The Marshal presented this award to the team for conducting research related to sturgeon fish, with practical applications. Poland is currently the European leader in the production of caviar and, in terms of sturgeon meat production, it ranks third (fourth) on the continent.
Prof. Fopp-Bayat specialises in fish genetics, especially with regard to sturgeons. She is interested in the biology of fish reproduction. Her greatest research success was the breeding of the offspring of a Siberian sturgeon with exclusively the maternal genome, which was bred until the stage of sexual maturity. This experimental stock is probably the only such stock in the world. She also conducted experimental research into the biology of sterlet reproduction. The main aim of this research was to identify the chromosomal sex-determination system of this species. As the first in the world, the professor confirmed that females are the heterogametic sex in the sterlet and the Siberian sturgeon.

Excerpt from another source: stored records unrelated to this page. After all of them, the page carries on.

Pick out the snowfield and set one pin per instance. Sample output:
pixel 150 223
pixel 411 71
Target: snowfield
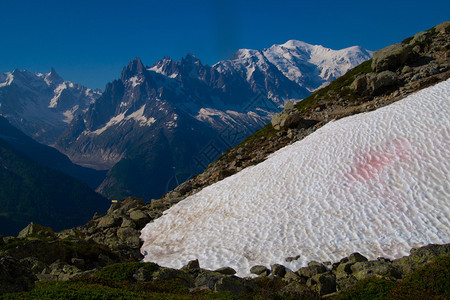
pixel 377 183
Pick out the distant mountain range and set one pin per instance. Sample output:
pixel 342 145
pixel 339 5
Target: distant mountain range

Her research on the genetic characteristics of spawners, which can be used to create breeding stock, proved particularly important and innovative. She developed genetic profiles of females and males, thus allowing the selection of spawners in optimal spawning pairs. With this selection, offspring with the desired genetic variability and favourable breeding characteristics can be hatched. Why is this so important?
“Currently, sturgeons in the natural environment are in danger of extinction. The eggs and caviar are obtained exclusively from fish kept under artificial conditions. The sterlet reaches sexual maturity at the age of 5-6 years, the Siberian sturgeon at the age of 7 years and the beluga sturgeon – at the age of 18! This is very long. Our research focuses on optimising the reproduction and breeding of these fish. Although we can spawn them under artificial conditions and breed the fry until maturity, the ratio of females to males in sturgeon stocks is 1 to 1. In caviar production, females are more important, so breeding large numbers of males is not economically viable. We already know how to select them using ultrasound and biopsy, but it is a demanding task, requiring the examination of every fish,” explains prof. Fopp-Bayat.
As a result of her scientific research related to genetic engineering, it is already possible to breed almost all females from sturgeon eggs under laboratory conditions. Now the team she supervises is working on how to apply genetic engineering methods in practice so that the females can hatch in breeding stocks and reach reproductive age.